Uma música para a Paixão
A meditação de Haydn sobre As sete últimas palavras de Cristo
Por Francesco d’Alfonso
ROMA, terça-feira, 3 de abril de 2012 (ZENIT.org) – Anno Domini 1786. Sexta-feira Santa. A catedral de Cádiz, sob a cúpula resplandecente de telhas douradas, cala. Até mesmo o ardente sol de Andaluzia parece empalidecer ante o madeiro da Cruz. Tudo são trevas: Cristo está morrendo. Sofrimento. Poucas palavras. Só sede.
Um solícito canônico da catolicíssima província espanhola necessita exaltar este momento de fúnebre piedade com uma pompa a mais.
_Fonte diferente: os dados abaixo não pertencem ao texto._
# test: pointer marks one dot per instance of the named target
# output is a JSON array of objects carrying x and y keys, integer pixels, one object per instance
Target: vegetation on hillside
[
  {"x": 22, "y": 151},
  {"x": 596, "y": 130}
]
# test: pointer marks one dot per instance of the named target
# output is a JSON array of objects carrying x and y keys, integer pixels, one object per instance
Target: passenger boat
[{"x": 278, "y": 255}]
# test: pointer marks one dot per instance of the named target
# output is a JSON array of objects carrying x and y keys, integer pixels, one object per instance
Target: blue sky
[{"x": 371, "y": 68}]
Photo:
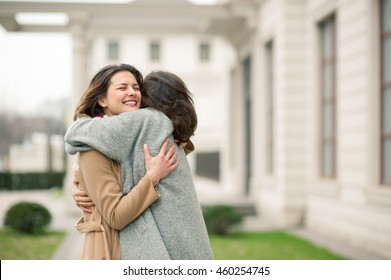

O estuque ainda precisa de dourado.
Falta um artista. A pessoa adequada é o devoto mestre Franz Joseph Haydn – que acostumava escrever seus manuscristo com a locução Laus Deo, ao qual o canônico encarrega uma “música instrumental” que tivesse o poder de encher de sonoridade o cenário preparado na catedral.
É o mesmo Haydn que envia a partitura à Breitkopf & Härtel para a publicação, que relata o acontecimento: “Os muros, as janelas, os pilares da Igreja estavam cobertos de panos pretos e somente a lâmpada pindurada no centro do teto rompia aquela solene escuridão.
Ao meio-dia, as portas se fechavam e começava a cerimônia. Depois de uma breve função, o bispo subia ao púlpito e pronunciava a primeira das sete palavras (ou frases) fazendo um discurso sobre ela. Depois do qual descia do púlpito e se prostrava ante o altar. Este intervalo de tempo se enchia com a música”.
Do encontro entre a barroca vontade de um sacerdote de província e o gênio musical de Haydn nasce a “Música instrumental sobre as sete últimas palavras do nosso Redentor na cruz – ou Sete Sonatas com uma introdução e ao final um terremoto”, na versão original para orquestra, à qual seguem em 1787 uma transcrição para quarteto de arcos e uma redução para piano e, em 1796, uma versão em forma de oratório, para coro e orquestra, com texto de um canônico de Passau.
Uma introdução, Adágio e majestoso, e uma conclusão, Presto e com toda força, -- o terremoto que emocionou o Calvário, segundo o relato do Evangelho de Mateus – marcam as sete palavras:
Pater, dimitte illis, quia nesciunt quid faciunt, Hodie mecum eris in Paradiso, Mulier, ecce filius tuus, Deus meus, Deus meus, utquid derilinquisti me?, Sitio, Consummatum est, In manus tuas, Domine, commendo spiritum meum. Palavras dolorosas, pronunciadas pelo Filho de Deus que sacrifica de modo cruento a vida para a salvação do homem; palavras íntimas e comovedoras, que Haydn transfigura em música, até o ponto de querer que fossem escritas debaixo da parte do primeiro violino, para que os executores pudessem viver mais intensamente as notas que estavam tocando. Notas que não terminam com a morte, mas que continuam em vórtice até um final luminoso, prefiguração da vitória de Cristo sobre a morte, na Ressurreição.
Não por casualidade Haydn começa o Terremoto em Dó menor e o termina com tonalidade maior, marcando assim a relação íntima com o texto evangélico. Vencendo a morte, Cristo derrotou definitivamente as trevas: a música consegue captar plenamente a transcendência deste mistério, procedendo lentamente, dolorosamente, para a luz. Se é verdade que esta composição é um “equivalente sonoro das pinturas e das esculturas das Igrejas rococó da Europa Católica, cuja finalidade era a de induzir igualmente ao arrependimento e à paz do espírito” (David Wyn Jones), é também verdade qeu consegue olhar além da esfera sensível, além da perspectiva do visível. Embora consiga mostrar com comoção todas as chagas do Crucifixo, até mesmo a garganta seca, Haydn não pinta um quadro da Paixão.
Através da força das palavras, não pronunciadas porém ouvidas, contempla o inefável mistério do amor e o traduz em notas. Que a paixão e morte de Cristo não são mais do que um ato de amor. Por amor, o mais belo dos filhos do homem se faz Aquele que não tem nem aparência nem beleza. Amor, sinfonia de luz. Amor, música que desperta da sonolência da noite. Amor, harmonia entre o céu e a terra. Amor, cato de toda a criação. Laus Deo.